"Watch it, man-you wanna get yourself killed?" the kid asked.
"Thanks," Keith said, but found himself talking to no one; the kid and his friends were already several yards away, and it was as if he no longer existed. Turning away from them, he bumped into a burly man slinging a barrel of garbage into a truck. As oblivious to him as the kids now were, the garbage man hardly glanced at him, going on with his work as if nothing had happened.
By the middle of the next block, Keith found himself doing his best to ignore the people around him, concentrating instead on the sidewalk directly ahead. Twice he made the mistake of waiting for a light to turn green at an intersection, and was nearly trampled by the crowd that ignored it. By the third block he discovered the trick everyone else already seemed to know-if you don't look at the cabs, they won't hit you. In fact, the cabbies didn't even bother to honk or curse at him, but let him cross with the same impunity they granted the city's natives.
At the corner of Kenmare, he turned right toward Bowery and Delancey-the intersection where the accident had taken place. He wasn't sure what he'd been expecting, but the vague sense of letdown-almost of disappointment-he felt at the corner's normality told him he must have been expecting something.
The bustling Asian community of Elizabeth Street suddenly gave way to restaurant equipment stores, except for one restaurant that seemed to be left over from an era when the neighborhood had been mostly Italian. Window after window displayed commercial mixers and kitchen equipment, bar glasses and furniture, and more kinds of lighting fixtures than Keith had even thought existed. It was almost devoid of people on the sidewalk, and there were no apartments above the businesses.

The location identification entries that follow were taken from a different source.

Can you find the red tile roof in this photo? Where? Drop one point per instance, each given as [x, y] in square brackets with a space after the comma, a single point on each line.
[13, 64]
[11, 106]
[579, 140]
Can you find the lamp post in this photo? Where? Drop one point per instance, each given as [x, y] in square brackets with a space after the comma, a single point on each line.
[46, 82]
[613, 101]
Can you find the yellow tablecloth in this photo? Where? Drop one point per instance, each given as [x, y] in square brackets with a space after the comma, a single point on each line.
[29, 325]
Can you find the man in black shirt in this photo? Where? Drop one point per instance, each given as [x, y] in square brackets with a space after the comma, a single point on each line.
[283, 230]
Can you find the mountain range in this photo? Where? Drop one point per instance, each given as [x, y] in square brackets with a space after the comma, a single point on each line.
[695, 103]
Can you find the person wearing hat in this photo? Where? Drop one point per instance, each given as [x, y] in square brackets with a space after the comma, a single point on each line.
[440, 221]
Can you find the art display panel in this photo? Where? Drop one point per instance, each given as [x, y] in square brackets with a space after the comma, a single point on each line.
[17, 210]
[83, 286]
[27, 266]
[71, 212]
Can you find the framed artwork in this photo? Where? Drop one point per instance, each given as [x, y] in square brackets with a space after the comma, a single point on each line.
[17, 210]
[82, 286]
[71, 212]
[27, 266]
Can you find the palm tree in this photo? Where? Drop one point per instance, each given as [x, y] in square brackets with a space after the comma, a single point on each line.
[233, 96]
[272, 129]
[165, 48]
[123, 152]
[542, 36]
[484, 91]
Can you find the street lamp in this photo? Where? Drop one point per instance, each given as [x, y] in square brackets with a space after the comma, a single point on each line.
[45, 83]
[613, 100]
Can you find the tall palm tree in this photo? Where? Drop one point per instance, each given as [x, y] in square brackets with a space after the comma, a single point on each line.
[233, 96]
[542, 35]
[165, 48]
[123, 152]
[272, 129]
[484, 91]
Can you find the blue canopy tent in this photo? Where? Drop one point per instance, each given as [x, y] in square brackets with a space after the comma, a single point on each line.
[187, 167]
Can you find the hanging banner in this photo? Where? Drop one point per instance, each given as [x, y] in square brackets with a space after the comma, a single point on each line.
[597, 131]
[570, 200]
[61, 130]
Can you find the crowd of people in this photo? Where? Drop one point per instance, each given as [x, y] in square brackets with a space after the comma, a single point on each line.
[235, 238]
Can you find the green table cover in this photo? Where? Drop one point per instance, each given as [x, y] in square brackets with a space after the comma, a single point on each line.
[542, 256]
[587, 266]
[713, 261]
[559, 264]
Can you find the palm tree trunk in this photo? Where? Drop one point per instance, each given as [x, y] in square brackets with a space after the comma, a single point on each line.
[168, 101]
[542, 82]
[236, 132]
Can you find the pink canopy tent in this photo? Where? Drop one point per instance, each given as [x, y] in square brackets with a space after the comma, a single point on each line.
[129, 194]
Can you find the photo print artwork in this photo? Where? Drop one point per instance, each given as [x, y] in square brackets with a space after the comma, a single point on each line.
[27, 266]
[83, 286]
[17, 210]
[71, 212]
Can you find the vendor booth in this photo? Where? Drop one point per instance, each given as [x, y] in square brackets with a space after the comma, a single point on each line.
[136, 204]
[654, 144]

No windows from which some early rising resident might have seen what had happened yesterday morning.
It was just another impersonal city intersection, the cars heading east into Delancey and toward the Williamsburg Bridge waiting impatiently as the streams of traffic on Bowery flowed north and south.
No sign of the accident at all, except for the boarded-up windows of the restaurant supply house the van had careened into after the car struck it.
No sign that someone had died here only a little more than twenty-four hours ago.
This morning, with the sun shining incongruously on the spot where the black van had burned, it seemed almost impossible that it could have happened, and he stood for a moment on the southeast corner, trying to picture the scene from early yesterday morning. The van would have been coming from the west, heading toward the bridge. The car that hit it must have been going north on Bowery, and very fast-Keith had a pretty good idea how heavy a Ford van was, but could only guess how much force it would take to smash in the door of a reinforced van and knock it all the way across the street and into the building's windows. After it hit the van, the car's momentum would have carried it farther north, though the deflection of the crash should also have sent it skidding eastward.
He crossed the street, and twenty yards to the north found a wall that looked as if a car might have rubbed against it, leaving flecks of paint on the deeply gouged surface. His fingers unconsciously tracing the marks the careening car had left, he looked back toward where the van had burned.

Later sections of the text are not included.